# Predrag Danilovic



## Nikos (Jun 5, 2002)

What happened to him in the NBA?

He came briefly and proved to be a solid scorer for a solid Miami Heat team. True he was not a good defense and Pat Riley played those types more, but why did Danilovic not stay in Dallas and in the NBA in general?

Wasn't he a great LEGA and International player?


----------



## Matiz (Jun 5, 2003)

as far as I heard he was so pissed of on Heat management for trading him that he decided to return to europe... also he didn't like NBA system in general...


----------



## italianBBlover (Mar 5, 2003)

Sasha Danilovic has been one of the best european player of ever, for sure in the Top5 with Dino Meneghin, Sabonis etc.

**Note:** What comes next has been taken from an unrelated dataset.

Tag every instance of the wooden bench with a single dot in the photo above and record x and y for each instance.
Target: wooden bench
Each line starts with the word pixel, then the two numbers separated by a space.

He was a true winner, even if with a quite rough temper (like all the winners).

His historic "piece" ? the 4-point play vs. Dominique Wilkins in the game 3 of Final 1997-98 Virtus Bologna-Fortitudo Bologna ...

http://www.italway.it/sport/sasha/Filmati/Il_tiro.mpg (914kb)
http://www.italway.it/sport/sasha/Filmati/Il_tiro_replay.mpg (1.13Mb)

In 1999 he made a advertising on the italian TV too :grinning: 

http://www.italway.it/sport/sasha/Filmati/kinder.mpg (2.7Mb)

Kid "my mummy says that with Kinder I grow well"
Danilovic, rising "yes, my too"


----------